J Francisco Saraiva de Sousa disse...

Klein vê no trauma do nascimento a fonte da nossa ansiedade... O nascimento é desamparo: do universo acolhedor uterino para o mundo conflituoso extra-uterino... A busca do seio protector e ameaçador passa a ser a sua grande busca... :)

J Francisco Saraiva de Sousa disse...

Eu lembro-me das sombras da noite me terem raptado sob a vigilância da lua e um olhar felino... Mas já passou: sou um rapto! Raptado do mundo eu sou... :(

E. A. disse...

«A poet is an unhappy being whose heart it torn by secret sufferings, but whose lips are so strangely formed that when the sighs and the cries escape them, they sound like beautiful music... and then people crowd about the poet and say to him: "Sing for us soon again;" that is as much as to say. "May new sufferings torment your soul."»
Kierkegaard

- Foi raptado para nosso deleite!

J Francisco Saraiva de Sousa disse...

Oi Papillon

Mais uma frase do seu amado Kierkegaard!

E. A. disse...

Sim gosto dele. Como o F. gosta de Hegel. :)

J Francisco Saraiva de Sousa disse...

Em homenagem a Papillon, prometo fazer um post sobre Kierkegaard, mais para Setembro.

Sim, herdei a negação determinada de Hegel e a crítica imanente, mas sem o "sistema", e, neste sentido, Kierkegaard ajudou a demolir essa tentação do sistema fechado e a recuperar o indivíduo. :)

madalena madeira disse...

Olá Francisco,

Aqui vai alguns escritos para partilhar contigo:

“ A longo prazo, os pc e estações de trabalho entrarão em declínio porque o acesso aos computadores estará em toda a parte: nas paredes, nos pulsos e nos computadores de rascunho, como papel de rascunho prontos a serem utilizados se necessário (Marx Weiser, Xerox PARC)”.
De acordo com Michio Kako, em 2020, a era da informática omnipresente deverá estar no auge, mas depois desta data o mundo dos computadores poderá ser dominado por computadores invisíveis, ligados em rede, dotados das capacidades da inteligência artificial: razão, reconhecimento da fala e até bom senso.
Depois de 2050, os dispositivos informáticos serão autoconscientes.
Cabe-nos a nós descobrir como a revolução informática terá impacto na nossa vida familiar, laboral e como esta vai aproximar e tornar as sociedades mais solidárias e, fundamentalmente, com vai globalizar-nos e fazer com que nos tornemos parte de um todo e todos, sem excepção, “ senhores do espaço e do tempo”.
Na Cibernética (Ciência que estuda e regula os comandos automáticos) as máquinas detêm “órgãos sensores” receptores e transmissores das mensagens que vêm do exterior e do interior através de fluxos de energia, do metabolismo humano e fluxo de mensagens, de impressões, que vão entrando e das acções das mensagens que vão saindo.
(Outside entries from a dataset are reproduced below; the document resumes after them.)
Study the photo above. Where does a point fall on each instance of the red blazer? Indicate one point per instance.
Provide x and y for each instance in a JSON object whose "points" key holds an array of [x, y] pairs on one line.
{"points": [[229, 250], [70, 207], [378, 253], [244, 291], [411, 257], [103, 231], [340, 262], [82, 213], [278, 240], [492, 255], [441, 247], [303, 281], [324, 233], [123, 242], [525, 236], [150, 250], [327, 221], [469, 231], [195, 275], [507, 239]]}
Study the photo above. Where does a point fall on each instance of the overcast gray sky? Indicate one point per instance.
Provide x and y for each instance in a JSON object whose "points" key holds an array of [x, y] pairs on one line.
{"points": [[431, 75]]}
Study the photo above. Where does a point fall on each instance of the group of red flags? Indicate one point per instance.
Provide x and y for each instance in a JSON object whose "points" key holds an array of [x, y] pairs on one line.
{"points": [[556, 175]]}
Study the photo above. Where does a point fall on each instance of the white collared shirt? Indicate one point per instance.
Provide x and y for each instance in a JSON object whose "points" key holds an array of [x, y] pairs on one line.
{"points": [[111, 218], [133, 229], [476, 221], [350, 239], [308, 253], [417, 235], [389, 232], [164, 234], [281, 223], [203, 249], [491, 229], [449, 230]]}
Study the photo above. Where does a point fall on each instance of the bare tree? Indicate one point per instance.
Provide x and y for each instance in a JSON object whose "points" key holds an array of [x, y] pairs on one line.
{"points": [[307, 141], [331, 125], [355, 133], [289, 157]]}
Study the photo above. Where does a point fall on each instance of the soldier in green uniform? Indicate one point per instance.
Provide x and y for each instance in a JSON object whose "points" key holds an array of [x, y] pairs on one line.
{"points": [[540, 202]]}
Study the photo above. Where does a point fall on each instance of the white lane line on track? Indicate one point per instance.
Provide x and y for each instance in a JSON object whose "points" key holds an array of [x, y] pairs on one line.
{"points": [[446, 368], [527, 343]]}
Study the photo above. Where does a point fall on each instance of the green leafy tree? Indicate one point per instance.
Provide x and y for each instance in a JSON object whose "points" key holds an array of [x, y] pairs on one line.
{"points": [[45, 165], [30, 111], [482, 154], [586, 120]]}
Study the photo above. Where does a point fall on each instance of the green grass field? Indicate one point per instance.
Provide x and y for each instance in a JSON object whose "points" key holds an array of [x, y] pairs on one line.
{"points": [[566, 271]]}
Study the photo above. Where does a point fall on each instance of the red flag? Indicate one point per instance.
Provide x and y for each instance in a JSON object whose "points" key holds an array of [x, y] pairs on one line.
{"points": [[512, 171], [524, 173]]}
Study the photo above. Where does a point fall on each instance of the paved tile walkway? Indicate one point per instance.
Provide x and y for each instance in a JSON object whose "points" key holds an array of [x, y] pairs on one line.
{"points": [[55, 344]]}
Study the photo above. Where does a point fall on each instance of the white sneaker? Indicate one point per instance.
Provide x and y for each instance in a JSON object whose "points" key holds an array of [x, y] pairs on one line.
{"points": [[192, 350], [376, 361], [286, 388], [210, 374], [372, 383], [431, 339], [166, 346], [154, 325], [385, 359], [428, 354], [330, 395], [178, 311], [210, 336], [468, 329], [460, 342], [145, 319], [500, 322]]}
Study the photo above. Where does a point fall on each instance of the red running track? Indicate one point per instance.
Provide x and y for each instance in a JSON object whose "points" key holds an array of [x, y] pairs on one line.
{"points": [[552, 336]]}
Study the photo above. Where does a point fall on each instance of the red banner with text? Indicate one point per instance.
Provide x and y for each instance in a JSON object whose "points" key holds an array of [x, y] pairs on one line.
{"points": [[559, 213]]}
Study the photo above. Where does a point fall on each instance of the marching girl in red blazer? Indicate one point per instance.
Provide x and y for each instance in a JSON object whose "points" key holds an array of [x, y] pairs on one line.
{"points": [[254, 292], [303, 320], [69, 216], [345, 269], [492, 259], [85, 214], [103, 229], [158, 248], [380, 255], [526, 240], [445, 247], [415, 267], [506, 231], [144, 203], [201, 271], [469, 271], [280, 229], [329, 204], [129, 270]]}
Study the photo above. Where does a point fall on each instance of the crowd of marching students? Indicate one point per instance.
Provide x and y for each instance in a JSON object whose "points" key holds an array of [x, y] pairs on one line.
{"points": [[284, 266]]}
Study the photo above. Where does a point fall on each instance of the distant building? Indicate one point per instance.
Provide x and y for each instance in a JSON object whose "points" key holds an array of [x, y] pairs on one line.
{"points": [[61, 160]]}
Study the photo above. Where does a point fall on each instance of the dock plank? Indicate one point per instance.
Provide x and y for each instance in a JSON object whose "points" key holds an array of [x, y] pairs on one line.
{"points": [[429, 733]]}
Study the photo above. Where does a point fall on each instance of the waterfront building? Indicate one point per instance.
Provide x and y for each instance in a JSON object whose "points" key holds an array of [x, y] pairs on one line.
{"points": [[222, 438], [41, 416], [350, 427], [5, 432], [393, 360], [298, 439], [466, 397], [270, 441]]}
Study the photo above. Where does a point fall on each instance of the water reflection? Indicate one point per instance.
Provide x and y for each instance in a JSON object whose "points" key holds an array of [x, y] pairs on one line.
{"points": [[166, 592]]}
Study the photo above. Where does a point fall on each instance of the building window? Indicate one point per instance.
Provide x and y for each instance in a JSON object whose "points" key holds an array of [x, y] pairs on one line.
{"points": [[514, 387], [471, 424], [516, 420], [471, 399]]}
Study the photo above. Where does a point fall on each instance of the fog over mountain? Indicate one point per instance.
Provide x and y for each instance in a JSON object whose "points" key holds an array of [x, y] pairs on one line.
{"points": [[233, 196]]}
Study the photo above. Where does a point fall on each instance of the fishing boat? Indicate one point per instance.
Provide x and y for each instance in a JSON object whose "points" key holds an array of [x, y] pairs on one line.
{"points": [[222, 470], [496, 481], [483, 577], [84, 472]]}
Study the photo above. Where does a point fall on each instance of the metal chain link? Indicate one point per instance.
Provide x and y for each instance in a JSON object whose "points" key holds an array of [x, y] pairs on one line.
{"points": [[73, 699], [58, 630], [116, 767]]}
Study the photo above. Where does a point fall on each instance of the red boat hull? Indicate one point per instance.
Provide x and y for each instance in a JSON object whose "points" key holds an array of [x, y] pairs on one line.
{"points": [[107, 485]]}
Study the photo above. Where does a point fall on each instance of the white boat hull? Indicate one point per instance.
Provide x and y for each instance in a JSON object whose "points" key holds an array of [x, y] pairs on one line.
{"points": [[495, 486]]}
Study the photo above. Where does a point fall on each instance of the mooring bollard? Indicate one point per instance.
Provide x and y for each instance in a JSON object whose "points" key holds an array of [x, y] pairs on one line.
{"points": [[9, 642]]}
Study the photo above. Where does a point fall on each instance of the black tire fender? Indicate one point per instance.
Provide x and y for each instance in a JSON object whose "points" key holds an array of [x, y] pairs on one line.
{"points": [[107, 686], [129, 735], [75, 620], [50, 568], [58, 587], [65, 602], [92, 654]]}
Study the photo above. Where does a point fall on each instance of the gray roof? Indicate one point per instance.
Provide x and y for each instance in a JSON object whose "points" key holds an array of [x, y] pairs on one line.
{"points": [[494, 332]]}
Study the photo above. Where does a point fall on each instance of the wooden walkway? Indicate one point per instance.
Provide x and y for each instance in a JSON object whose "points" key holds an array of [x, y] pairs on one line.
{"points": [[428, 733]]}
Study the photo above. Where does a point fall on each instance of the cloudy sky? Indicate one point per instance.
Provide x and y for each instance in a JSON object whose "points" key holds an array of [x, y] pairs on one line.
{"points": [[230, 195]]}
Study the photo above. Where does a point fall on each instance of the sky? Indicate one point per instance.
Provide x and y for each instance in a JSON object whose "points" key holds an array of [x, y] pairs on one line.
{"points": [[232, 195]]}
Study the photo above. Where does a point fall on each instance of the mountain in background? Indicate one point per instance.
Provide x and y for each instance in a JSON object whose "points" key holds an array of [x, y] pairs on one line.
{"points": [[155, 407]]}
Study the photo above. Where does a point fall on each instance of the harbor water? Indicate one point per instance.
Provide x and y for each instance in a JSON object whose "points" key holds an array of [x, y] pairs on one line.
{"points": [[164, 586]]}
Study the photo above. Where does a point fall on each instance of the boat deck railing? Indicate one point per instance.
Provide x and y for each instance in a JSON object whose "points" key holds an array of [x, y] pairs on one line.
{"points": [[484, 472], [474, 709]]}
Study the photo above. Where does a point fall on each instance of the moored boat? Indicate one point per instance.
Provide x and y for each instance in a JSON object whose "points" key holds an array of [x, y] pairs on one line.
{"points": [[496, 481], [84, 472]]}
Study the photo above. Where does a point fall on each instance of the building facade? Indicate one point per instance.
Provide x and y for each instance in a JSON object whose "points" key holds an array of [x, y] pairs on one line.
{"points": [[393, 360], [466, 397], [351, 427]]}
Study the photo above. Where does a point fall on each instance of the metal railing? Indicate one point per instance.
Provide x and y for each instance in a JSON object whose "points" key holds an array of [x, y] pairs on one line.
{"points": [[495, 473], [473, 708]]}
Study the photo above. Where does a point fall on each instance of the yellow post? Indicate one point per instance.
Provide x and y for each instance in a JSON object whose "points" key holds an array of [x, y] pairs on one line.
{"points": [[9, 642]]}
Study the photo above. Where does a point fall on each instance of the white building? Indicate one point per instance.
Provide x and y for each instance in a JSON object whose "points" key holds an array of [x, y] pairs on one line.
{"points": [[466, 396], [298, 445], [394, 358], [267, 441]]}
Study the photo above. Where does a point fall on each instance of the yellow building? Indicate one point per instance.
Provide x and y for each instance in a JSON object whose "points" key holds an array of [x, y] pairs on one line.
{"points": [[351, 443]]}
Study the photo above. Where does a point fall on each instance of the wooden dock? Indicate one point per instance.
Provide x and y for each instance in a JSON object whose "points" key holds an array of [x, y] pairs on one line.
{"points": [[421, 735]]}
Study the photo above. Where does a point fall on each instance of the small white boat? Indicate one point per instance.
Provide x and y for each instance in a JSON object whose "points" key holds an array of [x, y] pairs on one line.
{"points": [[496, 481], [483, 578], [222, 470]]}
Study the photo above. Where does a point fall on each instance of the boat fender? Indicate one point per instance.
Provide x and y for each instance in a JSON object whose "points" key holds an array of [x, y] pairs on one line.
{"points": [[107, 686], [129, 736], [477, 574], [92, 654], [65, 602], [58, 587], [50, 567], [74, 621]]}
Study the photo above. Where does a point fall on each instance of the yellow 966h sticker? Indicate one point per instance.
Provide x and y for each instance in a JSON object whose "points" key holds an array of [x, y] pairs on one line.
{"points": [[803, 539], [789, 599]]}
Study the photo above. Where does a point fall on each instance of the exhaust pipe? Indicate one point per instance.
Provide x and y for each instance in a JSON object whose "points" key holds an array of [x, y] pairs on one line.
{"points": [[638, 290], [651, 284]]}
E, uma coisa é certa, esta forma de comunicação não tem Estado-Nação e faz parte de uma rede internacional de informação.
Os sistemas ou circuitos cibernéticos, à semelhança do que se passa na Internet, gozam de uma relação dinâmica e interactiva com o seu meio ambiente e, tal como o Sistema Internacional parecem possuir uma inexorável tendência para a anarquia, para uma desordem crescente, de complexidades e de conexismos.
O Ciberespaço (termo que designa o universo constituído pelos computadores ligados em rede) conflui sentimentos universais que direccionam os seres humanos a qualquer lugar no mesmo.

Espero que gostes,

Madalena

J Francisco Saraiva de Sousa disse...

Olá Madalena

Sim, gostei muito do seu texto. Também já postei diversas vezes sobre essa temática que merece ser pensada.

Obrigado pelo texto. :)

madalena madeira disse...

Olá FRancisco novamente,

Para nos fazer pensar, seguem mais umas palavras:

O impacto das Novas tecnologias de Informação e de Comunicação-

Este impacto teve como consequência no Ocidente, o declínio das indústrias pesadas, da automatização da manufactura e sobretudo do rápido crescimento da terciarização da economia Internacional e de inúmeras novas indústrias de processamento da informação que culminaram numa redução da força muscular. Dá-se a erupção da velocidade da inteligência e de novas capacidades interpessoais de comunicação.
O progresso laboral foi substituindo padrões de trabalho descontínuo e a tempo parcial caracterizado pela independência, flexibilidade e adaptabilidade, o que não é inédito. Desde a revolução Industrial, por exemplo, que se tem verificado que a sofisticação das máquinas acompanha a quantidade de trabalho feminino. Nas nações TIGRE (Singapura, Malásia, Tailândia, Coreia, Taiwan e Indonésia), na China, na Índia, África Oriental e meridional, Europa de Leste e América do Sul esta tendência encontra-se marcadamente presente. E, curiosamente, a grande maioria das empresas de montagens de artigos de electrónica são ocupadas por mulheres jovens que auferem salários relativamente baixos (à semelhança dos trabalhadores migrantes e crianças) em fábricas globais (Silicom Valley, Sillicon Glen, e as mesmas fábricas em Bangalore, Jacarta, Seul e Taipé).
A revolução das NTIC arrasta consigo um agitar nas sociedades dos Estados – Nações (sobretudo com o nascimento da Economia Global), nas famílias, no sistema neuronal, nas alterações climáticas e na Ecologia.
A montagem electrónica permitiu a produção global (em larga escala) de:
- Linhas telefónicas;
- Teclados;
- Operadores;
- Cabos;
- Tomadas;
- Interruptores;
- Fichas;
- Carretos;
- Caixotins das máquinas de escrever;
- Programas de cartões perfurados.
Mulheres, trabalhadores migrantes e crianças são utilizados nas fábricas e empresas apenas como resposta a necessidades súbitas ou como resposta a “guerras económicas” sob supervisão dos seus superiores hierárquicos.

Cybersindicalismo, não?

Obrigada por me leres,

Madalena

J Francisco Saraiva de Sousa disse...

Madalena

Exacto, até agora a globalização tem incidido nas comunicações e na dimensão financeira do capitalismo, mas acredito que iremos ficar cada vez mais dependentes das novas tecnologias da informação e da comunicação, que, em termos de empregabilidade, podem reter-nos em casa.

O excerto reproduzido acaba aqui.